UKHospitality boss Kate Nicholls said the step was welcome and praised the Chancellor for introducing flexibility and a sector-specific approach.
“Support for nightclubs and other businesses left in limbo, still unable to reopen, is very welcome," she explained. "It will help save jobs in a sector that would be sorely missed it were allowed to die.
“However, worryingly, it does nothing to address the issues faced by sector businesses operating well below capacity due to restrictions and consumers avoiding travel and struggling to keep their workforce employed.

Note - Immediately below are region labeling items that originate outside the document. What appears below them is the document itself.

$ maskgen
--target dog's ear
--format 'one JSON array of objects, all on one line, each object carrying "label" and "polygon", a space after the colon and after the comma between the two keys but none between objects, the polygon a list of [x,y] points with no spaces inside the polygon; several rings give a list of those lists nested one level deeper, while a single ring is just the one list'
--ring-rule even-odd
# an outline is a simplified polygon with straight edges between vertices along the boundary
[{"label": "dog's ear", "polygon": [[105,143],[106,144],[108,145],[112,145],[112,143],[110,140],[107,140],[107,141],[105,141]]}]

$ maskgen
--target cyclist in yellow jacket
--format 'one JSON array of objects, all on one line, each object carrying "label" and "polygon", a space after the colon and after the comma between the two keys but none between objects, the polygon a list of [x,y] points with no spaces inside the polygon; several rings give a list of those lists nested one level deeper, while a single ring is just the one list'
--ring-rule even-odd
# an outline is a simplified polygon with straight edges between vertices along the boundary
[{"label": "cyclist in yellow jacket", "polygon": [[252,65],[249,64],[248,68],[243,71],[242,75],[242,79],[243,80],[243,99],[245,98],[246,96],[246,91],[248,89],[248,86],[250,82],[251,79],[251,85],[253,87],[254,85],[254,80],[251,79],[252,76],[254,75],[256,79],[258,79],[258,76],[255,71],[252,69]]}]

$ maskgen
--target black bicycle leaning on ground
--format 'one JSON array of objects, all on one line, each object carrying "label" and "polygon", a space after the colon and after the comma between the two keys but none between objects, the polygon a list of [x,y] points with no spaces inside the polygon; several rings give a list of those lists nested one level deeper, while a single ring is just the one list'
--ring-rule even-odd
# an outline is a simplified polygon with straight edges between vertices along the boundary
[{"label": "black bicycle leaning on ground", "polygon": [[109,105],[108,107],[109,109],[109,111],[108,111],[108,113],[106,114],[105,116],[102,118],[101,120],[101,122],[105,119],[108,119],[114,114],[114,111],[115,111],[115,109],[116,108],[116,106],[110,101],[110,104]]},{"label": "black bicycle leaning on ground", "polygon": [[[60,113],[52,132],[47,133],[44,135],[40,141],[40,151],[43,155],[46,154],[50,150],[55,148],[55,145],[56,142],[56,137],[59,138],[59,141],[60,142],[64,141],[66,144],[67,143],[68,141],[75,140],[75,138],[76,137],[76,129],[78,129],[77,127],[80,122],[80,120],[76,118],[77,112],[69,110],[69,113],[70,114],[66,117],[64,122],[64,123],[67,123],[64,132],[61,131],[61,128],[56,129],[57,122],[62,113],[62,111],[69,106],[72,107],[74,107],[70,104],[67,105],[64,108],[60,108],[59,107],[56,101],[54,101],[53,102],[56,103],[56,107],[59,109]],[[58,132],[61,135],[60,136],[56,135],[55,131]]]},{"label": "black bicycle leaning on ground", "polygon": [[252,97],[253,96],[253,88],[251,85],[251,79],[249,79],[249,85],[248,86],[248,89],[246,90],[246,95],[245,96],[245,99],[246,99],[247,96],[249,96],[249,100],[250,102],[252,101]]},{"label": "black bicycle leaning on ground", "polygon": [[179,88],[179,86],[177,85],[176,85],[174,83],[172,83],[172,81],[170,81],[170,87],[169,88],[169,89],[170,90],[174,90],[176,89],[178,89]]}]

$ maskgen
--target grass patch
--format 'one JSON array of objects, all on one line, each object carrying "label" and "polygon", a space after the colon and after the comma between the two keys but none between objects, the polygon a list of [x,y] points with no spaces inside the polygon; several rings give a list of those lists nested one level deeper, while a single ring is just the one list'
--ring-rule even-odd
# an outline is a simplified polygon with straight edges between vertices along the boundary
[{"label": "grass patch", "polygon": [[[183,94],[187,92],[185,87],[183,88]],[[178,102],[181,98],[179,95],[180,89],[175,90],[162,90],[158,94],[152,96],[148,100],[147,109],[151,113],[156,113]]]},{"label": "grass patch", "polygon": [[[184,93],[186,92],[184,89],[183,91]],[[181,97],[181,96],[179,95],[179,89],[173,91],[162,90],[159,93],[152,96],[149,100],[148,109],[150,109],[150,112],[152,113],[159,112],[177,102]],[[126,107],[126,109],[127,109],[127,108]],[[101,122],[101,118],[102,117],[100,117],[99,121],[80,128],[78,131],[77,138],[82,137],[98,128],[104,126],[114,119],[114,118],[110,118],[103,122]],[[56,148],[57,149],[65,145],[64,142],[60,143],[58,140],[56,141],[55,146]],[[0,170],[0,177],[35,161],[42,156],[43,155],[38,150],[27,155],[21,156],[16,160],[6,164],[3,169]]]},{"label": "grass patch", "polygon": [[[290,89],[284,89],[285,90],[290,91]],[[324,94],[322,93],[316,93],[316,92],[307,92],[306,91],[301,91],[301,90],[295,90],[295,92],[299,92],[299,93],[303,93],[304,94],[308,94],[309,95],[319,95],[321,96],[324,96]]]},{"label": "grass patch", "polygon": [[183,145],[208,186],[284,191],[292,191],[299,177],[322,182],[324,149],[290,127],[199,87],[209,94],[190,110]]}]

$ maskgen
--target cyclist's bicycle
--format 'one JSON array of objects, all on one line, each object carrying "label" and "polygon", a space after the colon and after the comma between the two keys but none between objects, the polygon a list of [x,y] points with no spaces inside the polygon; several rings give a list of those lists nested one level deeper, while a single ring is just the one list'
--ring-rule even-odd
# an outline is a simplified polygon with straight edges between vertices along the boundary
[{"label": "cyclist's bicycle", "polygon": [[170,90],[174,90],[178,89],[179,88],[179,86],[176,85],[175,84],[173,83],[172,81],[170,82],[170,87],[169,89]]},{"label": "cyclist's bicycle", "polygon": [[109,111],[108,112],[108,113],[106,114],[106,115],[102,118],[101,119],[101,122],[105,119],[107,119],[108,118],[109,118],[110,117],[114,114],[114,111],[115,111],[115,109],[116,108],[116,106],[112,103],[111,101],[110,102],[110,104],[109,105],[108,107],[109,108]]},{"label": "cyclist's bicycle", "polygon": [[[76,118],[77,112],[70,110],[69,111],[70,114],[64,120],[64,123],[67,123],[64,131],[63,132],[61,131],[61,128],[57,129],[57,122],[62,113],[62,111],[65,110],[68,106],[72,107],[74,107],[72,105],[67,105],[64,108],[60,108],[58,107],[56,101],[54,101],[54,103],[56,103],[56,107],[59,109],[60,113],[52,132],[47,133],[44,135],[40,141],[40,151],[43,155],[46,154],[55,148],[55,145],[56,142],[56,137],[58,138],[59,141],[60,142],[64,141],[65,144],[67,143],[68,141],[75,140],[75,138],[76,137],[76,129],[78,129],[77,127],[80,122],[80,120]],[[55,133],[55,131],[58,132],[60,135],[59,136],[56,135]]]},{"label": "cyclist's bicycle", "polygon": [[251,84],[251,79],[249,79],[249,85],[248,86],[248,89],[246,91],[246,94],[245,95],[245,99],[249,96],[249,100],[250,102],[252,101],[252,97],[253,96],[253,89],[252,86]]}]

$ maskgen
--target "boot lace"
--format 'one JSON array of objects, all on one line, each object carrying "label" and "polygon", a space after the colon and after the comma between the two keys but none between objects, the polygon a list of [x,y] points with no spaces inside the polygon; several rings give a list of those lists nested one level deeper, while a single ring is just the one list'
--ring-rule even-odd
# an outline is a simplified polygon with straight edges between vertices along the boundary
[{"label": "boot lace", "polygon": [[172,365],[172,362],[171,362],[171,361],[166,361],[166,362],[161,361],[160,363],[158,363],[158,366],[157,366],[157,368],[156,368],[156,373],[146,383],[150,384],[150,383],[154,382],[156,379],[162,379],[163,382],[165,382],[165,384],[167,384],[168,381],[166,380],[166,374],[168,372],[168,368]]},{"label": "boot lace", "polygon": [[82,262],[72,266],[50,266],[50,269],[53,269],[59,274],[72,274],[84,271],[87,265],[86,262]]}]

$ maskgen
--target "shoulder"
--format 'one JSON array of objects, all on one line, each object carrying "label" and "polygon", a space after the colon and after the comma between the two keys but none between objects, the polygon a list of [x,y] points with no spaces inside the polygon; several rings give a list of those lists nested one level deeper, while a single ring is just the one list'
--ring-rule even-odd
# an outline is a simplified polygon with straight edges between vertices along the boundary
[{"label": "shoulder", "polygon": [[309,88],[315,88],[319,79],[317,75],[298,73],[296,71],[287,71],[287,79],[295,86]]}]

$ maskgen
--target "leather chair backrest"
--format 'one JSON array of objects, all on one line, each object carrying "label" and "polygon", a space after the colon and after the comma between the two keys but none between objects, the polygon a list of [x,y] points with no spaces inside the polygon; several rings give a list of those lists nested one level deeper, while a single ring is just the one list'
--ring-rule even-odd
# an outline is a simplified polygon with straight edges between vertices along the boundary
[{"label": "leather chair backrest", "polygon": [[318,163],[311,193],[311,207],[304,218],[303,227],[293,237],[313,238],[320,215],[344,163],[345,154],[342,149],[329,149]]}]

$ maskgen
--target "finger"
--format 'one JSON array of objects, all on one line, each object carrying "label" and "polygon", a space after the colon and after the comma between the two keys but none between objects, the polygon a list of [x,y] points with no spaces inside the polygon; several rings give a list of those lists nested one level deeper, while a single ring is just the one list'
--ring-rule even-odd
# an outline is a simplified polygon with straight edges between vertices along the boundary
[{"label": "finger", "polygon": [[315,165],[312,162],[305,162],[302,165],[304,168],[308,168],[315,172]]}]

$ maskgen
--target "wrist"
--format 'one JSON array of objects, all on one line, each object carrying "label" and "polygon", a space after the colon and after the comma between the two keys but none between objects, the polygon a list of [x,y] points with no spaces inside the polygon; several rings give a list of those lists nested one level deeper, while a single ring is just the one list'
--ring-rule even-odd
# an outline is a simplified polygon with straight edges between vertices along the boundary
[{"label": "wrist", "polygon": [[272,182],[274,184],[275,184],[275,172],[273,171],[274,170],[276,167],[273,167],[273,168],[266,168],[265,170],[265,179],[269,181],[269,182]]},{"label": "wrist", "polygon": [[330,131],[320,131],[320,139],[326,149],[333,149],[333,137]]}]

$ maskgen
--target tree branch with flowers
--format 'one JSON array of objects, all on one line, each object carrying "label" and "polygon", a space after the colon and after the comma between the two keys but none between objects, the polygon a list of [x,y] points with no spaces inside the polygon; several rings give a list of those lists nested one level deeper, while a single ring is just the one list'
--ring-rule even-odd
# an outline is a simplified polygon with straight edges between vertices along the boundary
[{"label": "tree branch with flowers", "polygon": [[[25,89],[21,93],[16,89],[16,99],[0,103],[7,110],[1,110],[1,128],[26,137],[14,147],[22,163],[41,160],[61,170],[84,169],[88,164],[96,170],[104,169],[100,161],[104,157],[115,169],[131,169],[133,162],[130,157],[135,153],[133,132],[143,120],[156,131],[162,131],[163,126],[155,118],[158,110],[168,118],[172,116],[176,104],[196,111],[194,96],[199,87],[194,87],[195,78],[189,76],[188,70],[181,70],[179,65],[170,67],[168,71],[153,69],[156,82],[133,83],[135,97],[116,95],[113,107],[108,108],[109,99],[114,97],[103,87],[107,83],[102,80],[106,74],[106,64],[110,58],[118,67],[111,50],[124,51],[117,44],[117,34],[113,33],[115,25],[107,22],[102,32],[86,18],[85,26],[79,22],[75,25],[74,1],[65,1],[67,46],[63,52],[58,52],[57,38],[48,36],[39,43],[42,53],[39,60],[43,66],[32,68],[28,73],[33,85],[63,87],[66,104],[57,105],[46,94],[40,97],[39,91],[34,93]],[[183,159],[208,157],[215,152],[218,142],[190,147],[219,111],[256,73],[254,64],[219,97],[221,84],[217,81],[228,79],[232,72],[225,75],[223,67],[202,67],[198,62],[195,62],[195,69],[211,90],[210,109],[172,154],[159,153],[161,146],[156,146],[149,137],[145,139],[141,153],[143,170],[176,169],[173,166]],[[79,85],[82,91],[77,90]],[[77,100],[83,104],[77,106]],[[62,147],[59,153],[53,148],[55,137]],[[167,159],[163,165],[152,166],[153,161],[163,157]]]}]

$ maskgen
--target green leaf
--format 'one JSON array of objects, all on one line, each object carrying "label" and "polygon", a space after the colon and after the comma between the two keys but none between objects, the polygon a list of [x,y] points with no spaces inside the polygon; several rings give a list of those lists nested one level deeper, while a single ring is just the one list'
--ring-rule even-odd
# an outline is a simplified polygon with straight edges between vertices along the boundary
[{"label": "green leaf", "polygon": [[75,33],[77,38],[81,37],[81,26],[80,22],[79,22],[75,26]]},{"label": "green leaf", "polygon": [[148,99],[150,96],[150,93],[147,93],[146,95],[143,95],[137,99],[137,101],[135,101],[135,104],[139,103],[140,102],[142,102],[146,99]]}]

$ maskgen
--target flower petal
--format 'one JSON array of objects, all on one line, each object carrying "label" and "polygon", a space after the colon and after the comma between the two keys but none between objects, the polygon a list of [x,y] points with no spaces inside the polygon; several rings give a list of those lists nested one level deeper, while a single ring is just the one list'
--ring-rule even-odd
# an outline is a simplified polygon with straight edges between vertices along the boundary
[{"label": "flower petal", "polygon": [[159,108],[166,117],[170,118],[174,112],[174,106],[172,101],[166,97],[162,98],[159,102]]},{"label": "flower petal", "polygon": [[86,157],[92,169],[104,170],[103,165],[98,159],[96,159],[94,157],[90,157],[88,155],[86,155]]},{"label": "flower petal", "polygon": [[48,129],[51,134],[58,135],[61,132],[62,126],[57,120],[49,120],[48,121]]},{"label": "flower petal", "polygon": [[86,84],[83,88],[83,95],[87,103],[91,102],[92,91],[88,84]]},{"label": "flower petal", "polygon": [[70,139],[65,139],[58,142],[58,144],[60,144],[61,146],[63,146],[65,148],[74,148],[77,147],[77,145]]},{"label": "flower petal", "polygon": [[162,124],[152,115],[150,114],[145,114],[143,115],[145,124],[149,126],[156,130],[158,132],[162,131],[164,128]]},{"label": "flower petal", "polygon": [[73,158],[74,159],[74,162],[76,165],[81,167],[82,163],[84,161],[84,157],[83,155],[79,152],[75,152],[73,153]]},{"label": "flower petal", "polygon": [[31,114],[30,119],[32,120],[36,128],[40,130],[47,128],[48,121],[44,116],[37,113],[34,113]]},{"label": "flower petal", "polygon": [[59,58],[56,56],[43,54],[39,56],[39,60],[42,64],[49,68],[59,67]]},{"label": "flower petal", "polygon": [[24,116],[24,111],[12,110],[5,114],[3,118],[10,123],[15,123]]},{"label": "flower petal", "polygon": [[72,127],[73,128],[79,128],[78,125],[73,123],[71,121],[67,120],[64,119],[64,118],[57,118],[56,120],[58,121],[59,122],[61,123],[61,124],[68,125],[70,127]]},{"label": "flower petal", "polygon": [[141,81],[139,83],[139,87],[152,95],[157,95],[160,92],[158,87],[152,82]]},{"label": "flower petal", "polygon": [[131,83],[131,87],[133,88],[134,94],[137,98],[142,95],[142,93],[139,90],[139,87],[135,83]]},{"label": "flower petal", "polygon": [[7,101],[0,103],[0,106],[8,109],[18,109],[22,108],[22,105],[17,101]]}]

“The curfew has been crippling for many hospitality businesses, with sales down around 30% even in areas of low infection. A more comprehensive support package for our businesses affected must follow swiftly if they are to survive the winter and avoid contributing to mass unemployment. If the Government is serious about saving jobs, it needs to rethink the mandatory curfew in areas where Covid-19 rates are low.
“The need now is no less – possibly is even more – than the first lockdown, so a more comprehensive package of financial support is crucial. In addition to employment support that must include grants for businesses to cover losses on stock and other overheads, which are piling up. We have already seen some high-profile failures and the situation is becoming increasingly unsustainable. The financial support on offer must go further if tragic levels of closures and redundancies are to be averted.”
Young’s chief executive Patrick Dardis calculated how many customers the pubco has had through the doors that have tested positive for the virus.
He said: “Since reopening, we have had 2.7m people through our doors, but just nine confirmed Covid-19 cases. That’s an infection rate of just 0.00000328%.
“NHS Test and Trace numbers linked to pubs across the sector are also exceptionally low. The latest Covid-19 surveillance report from PHE shows just 30 incidents of Covid-19 in the last week were from hospitality settings.
“Serious questions must be raised over the effectiveness local hospitality lockdowns will have in stopping the spread of the virus, as well as the 10pm curfew which is pushing people into the streets or into unsecure venues. The Government must use evidence-based, proportionate measures to tackle the virus instead and commit to reviewing the measures on a regular basis and remove them if they don’t stop the spread of the virus.
“Our sector has spent hundreds of millions in ensuring it is Covid-safe and secure for staff and customers alike. The sector should be congratulated by the Government for adapting so well to create a safe environment for socialising in and should be seen as a solution to fighting the virus, not a problem.”
Scottish-based Signature Group owner Nic Wood labelled the Chancellor’s scheme a “welcome lifeline”, which will help safeguard jobs.
He added: “Pubs and bars are part of the fabric of this country and represent a safe environment where people can meet and socialise in a responsible and well managed environment. Blaming them for rising infection rates ignores the evidence and the important role they play in society. We need hospitality to stay open as a source of employment but also as part of the support system for our collective mental health.
“The scheme launched by the Chancellor is a step in the right direction and offers some hope but we need further measures moving forward to ensure pubs and bars have a real future in this country”.